New Research: How Germans, Americans, Women and Men Feel About Internet Health
Fresh research from Mozilla explores perceptions of internet health among Americans and Germans; women and men; and various age, income and education levels
Today, Mozilla is publishing research that examines people’s perceptions of internet health.
In our first-ever Attitudes Toward Internet Issues report, we study how people feel about online privacy and security, online harassment, misinformation, openness, and other topics. We also explore how perceptions differ among various demographics, like Americans and Germans, women and men, and various age, income and education levels.
“Our findings reveal that a number of factors — from gender to geography — deeply influence how people perceive the state of the web,” says Sam Burton, who leads the Mozilla Foundation’s research on internet health.
“We also learned that some people are more likely than others to take action to improve the health of the internet,” Burton continues. “Actions might include using open source products, checking the source of a news article before sharing it, or standing up for someone being bullied online.”
Attitudes Toward Internet Issues is built around Mozilla’s five internet health issues: Online Privacy and Security; Openness; Decentralization; Digital Inclusion; and Web Literacy.
The report corresponds with three major Mozilla internet health initiatives: MozFest, our annual open internet festival in London. The Glass Room London, a sleek pop-up store offering visitors a glimpse into the implications of our increasingly digital lifestyles. And IRL, a podcast about how the line between our offline and online lives is quickly vanishing.
The report draws on data from three sources: The Mozilla & Firefox Global Brand Tracking Study conducted by the System1 Group in the United States and Germany; an Ipsos poll conducted on behalf of Mozilla in the United States and Germany in May 2017; and social media traffic tracked via Crimson Hexagon between July 2016 and March 2017.
Below, read the report’s key findings:
Online Privacy and Security is the most well-known internet health issue in both the United States and Germany.
- Just over 60% of people surveyed in both countries indicate they are aware of the issue
- Social media data correlates with this finding; posts about Online Privacy and Security surpassed posts about other internet health issues
Men are generally more aware of internet health issues than women in both the United States and Germany.
- However, the gender gap is much smaller in Germany than in the United States
- In Germany, women are slightly more aware of Online Privacy and Security than men (69% and 67% respectively).

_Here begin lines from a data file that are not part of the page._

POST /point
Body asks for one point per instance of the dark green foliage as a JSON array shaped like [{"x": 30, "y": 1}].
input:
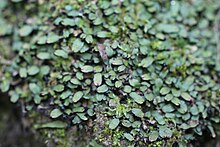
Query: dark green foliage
[{"x": 149, "y": 65}]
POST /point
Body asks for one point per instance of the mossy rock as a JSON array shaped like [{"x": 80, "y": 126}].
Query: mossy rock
[{"x": 129, "y": 72}]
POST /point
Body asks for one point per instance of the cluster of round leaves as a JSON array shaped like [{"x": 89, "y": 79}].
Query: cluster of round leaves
[{"x": 149, "y": 65}]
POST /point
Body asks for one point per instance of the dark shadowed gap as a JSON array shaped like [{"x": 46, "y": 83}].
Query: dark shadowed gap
[{"x": 12, "y": 131}]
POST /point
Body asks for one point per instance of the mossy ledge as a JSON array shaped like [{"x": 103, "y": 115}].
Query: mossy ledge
[{"x": 126, "y": 72}]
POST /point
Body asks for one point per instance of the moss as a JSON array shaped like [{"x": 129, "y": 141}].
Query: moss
[{"x": 157, "y": 84}]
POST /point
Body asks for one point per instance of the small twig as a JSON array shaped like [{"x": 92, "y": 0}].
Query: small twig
[{"x": 217, "y": 30}]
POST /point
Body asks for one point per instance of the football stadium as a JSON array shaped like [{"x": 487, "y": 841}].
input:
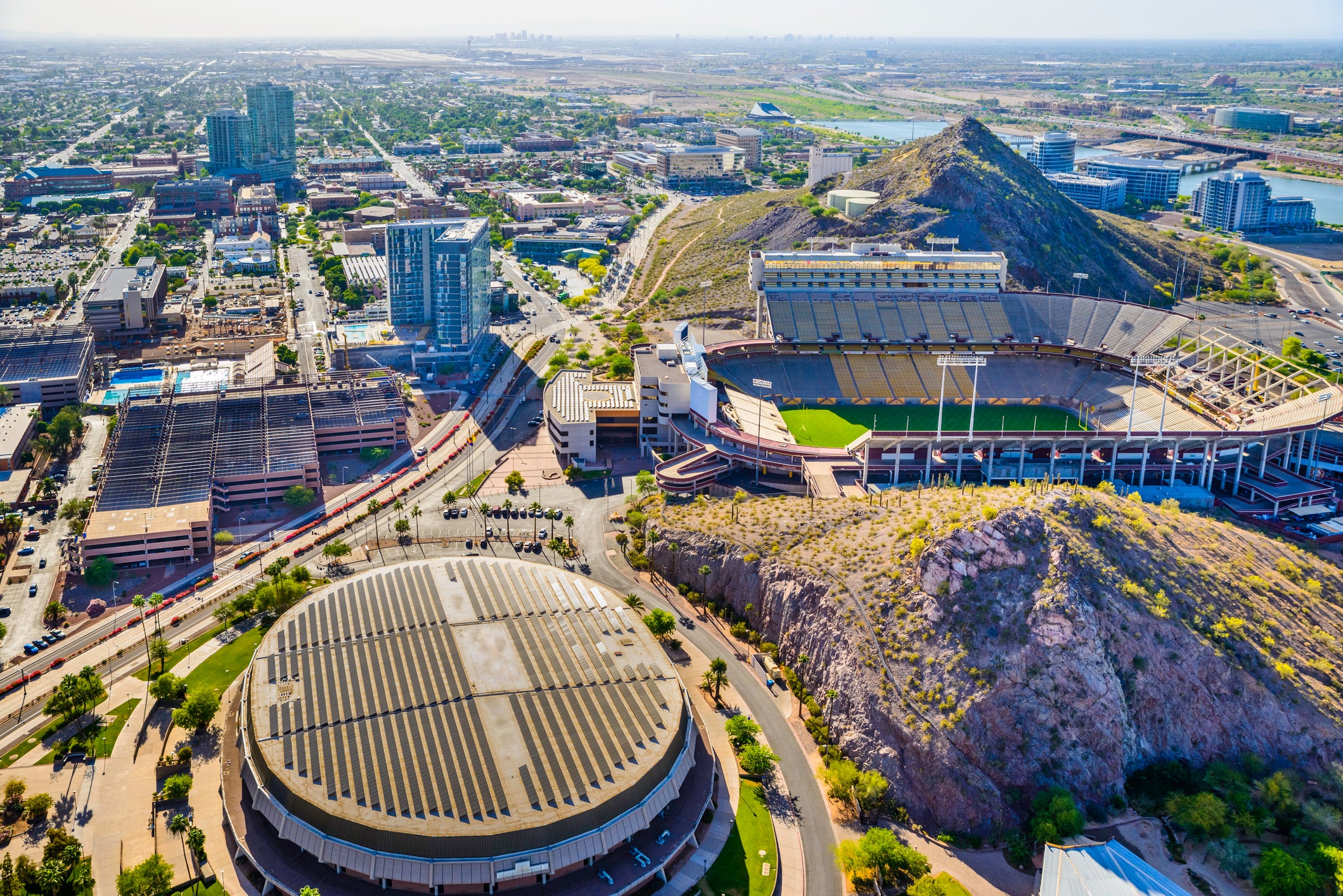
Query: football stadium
[
  {"x": 464, "y": 726},
  {"x": 878, "y": 366}
]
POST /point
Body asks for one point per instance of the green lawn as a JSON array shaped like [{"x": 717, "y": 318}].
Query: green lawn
[
  {"x": 97, "y": 739},
  {"x": 739, "y": 868},
  {"x": 179, "y": 653},
  {"x": 218, "y": 670},
  {"x": 470, "y": 488},
  {"x": 837, "y": 425}
]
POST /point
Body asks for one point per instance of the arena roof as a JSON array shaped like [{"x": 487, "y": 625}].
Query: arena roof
[{"x": 464, "y": 708}]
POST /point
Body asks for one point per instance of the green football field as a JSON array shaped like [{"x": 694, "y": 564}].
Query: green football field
[{"x": 837, "y": 425}]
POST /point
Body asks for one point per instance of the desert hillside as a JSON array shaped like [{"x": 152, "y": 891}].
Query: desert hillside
[
  {"x": 979, "y": 645},
  {"x": 963, "y": 182}
]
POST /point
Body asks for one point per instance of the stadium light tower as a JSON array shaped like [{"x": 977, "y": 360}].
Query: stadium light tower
[
  {"x": 763, "y": 385},
  {"x": 960, "y": 359},
  {"x": 1139, "y": 362}
]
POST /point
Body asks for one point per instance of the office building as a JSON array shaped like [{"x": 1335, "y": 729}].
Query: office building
[
  {"x": 49, "y": 366},
  {"x": 1291, "y": 213},
  {"x": 559, "y": 202},
  {"x": 16, "y": 425},
  {"x": 438, "y": 273},
  {"x": 270, "y": 109},
  {"x": 581, "y": 410},
  {"x": 749, "y": 140},
  {"x": 1273, "y": 121},
  {"x": 1150, "y": 181},
  {"x": 188, "y": 199},
  {"x": 481, "y": 147},
  {"x": 703, "y": 170},
  {"x": 379, "y": 181},
  {"x": 175, "y": 460},
  {"x": 542, "y": 143},
  {"x": 1089, "y": 191},
  {"x": 421, "y": 148},
  {"x": 357, "y": 164},
  {"x": 42, "y": 181},
  {"x": 551, "y": 248},
  {"x": 822, "y": 164},
  {"x": 633, "y": 162},
  {"x": 1053, "y": 152},
  {"x": 127, "y": 300},
  {"x": 229, "y": 138},
  {"x": 664, "y": 388},
  {"x": 878, "y": 266},
  {"x": 1233, "y": 200}
]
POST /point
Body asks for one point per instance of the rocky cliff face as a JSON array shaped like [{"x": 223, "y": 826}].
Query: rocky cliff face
[{"x": 1013, "y": 655}]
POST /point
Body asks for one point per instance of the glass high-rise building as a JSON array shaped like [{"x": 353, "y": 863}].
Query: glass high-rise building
[
  {"x": 272, "y": 112},
  {"x": 229, "y": 138},
  {"x": 438, "y": 273},
  {"x": 1053, "y": 152}
]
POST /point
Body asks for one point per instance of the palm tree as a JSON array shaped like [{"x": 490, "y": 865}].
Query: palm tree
[
  {"x": 374, "y": 507},
  {"x": 139, "y": 602},
  {"x": 179, "y": 826},
  {"x": 716, "y": 676}
]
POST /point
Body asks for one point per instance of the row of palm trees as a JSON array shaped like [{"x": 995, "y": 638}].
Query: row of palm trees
[
  {"x": 401, "y": 525},
  {"x": 534, "y": 511}
]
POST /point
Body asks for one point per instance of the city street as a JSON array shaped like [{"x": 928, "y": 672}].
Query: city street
[
  {"x": 311, "y": 323},
  {"x": 25, "y": 622}
]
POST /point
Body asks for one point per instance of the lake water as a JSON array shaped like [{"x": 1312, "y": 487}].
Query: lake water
[{"x": 1327, "y": 198}]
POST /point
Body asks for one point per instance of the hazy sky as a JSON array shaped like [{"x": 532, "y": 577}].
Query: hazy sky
[{"x": 418, "y": 19}]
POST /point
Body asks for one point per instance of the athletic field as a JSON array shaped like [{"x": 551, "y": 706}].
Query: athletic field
[{"x": 837, "y": 425}]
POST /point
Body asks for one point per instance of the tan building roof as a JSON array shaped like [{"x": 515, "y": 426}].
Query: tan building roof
[
  {"x": 575, "y": 398},
  {"x": 15, "y": 428},
  {"x": 462, "y": 708},
  {"x": 174, "y": 518}
]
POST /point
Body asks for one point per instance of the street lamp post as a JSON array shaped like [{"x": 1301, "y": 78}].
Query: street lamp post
[{"x": 763, "y": 385}]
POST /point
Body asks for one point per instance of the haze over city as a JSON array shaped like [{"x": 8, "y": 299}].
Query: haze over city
[{"x": 757, "y": 449}]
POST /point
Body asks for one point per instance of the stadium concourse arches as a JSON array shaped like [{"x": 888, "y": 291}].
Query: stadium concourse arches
[{"x": 1224, "y": 419}]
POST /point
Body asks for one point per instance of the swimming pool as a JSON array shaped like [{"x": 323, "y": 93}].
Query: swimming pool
[{"x": 138, "y": 376}]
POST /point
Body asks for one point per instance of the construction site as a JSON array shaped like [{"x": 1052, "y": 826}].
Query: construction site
[{"x": 179, "y": 458}]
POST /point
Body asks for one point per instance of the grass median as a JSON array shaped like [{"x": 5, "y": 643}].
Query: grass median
[
  {"x": 179, "y": 655},
  {"x": 739, "y": 871},
  {"x": 98, "y": 738},
  {"x": 219, "y": 669}
]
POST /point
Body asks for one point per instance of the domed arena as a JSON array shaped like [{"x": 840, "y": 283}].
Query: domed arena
[{"x": 464, "y": 724}]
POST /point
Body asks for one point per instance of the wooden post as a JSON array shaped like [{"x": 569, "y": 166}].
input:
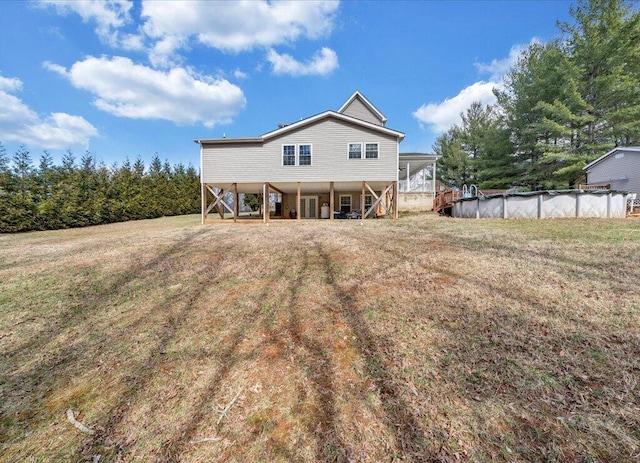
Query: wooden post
[
  {"x": 331, "y": 200},
  {"x": 236, "y": 208},
  {"x": 203, "y": 203},
  {"x": 221, "y": 209},
  {"x": 363, "y": 213},
  {"x": 395, "y": 199},
  {"x": 265, "y": 202},
  {"x": 298, "y": 202}
]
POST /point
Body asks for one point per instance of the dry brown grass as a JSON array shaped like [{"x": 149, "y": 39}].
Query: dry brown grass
[{"x": 421, "y": 339}]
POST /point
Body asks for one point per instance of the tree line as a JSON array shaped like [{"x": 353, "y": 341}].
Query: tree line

This is the only case in which women were more aware of an internet health issue than men
But women tend to care more about online privacy and security than men in both the United States and Germany.
- In the United States, 75% of women versus 64% of men care about Online Privacy and Security
- In Germany, 82% of women versus 68% of men care about Online Privacy and Security
Income and education play an important role in awareness of and engagement with internet health issues
- The Ipsos survey indicates that people in both the United States and Germany with higher income and higher education are on average two times more likely to report familiarity with the term “internet health” than people with other socioeconomic backgrounds
Awareness of all five internet health issues increased between July 2016 and March 2017 in both the United States and Germany.
- The up-trend was mild, but notable for all five issues
- Open Innovation was the slowest to increase, particularly in Germany
Awareness of and concern about internet health issues do not necessarily correlate when accounting for age
- In Germany, the oldest people surveyed (46+ year olds) are most concerned about Internet health issues
- In both countries,the youngest people surveyed (16–25 year olds) are the most aware of Internet health issues, but expressed the least concern about most of these issues
In the months ahead, Mozilla will draw on these findings to help guide our internet health work.
We are also continuing to invest in research to better understand what the broader public knows about internet health issues. We plan to release the next Attitudes report at approximately the same time next year.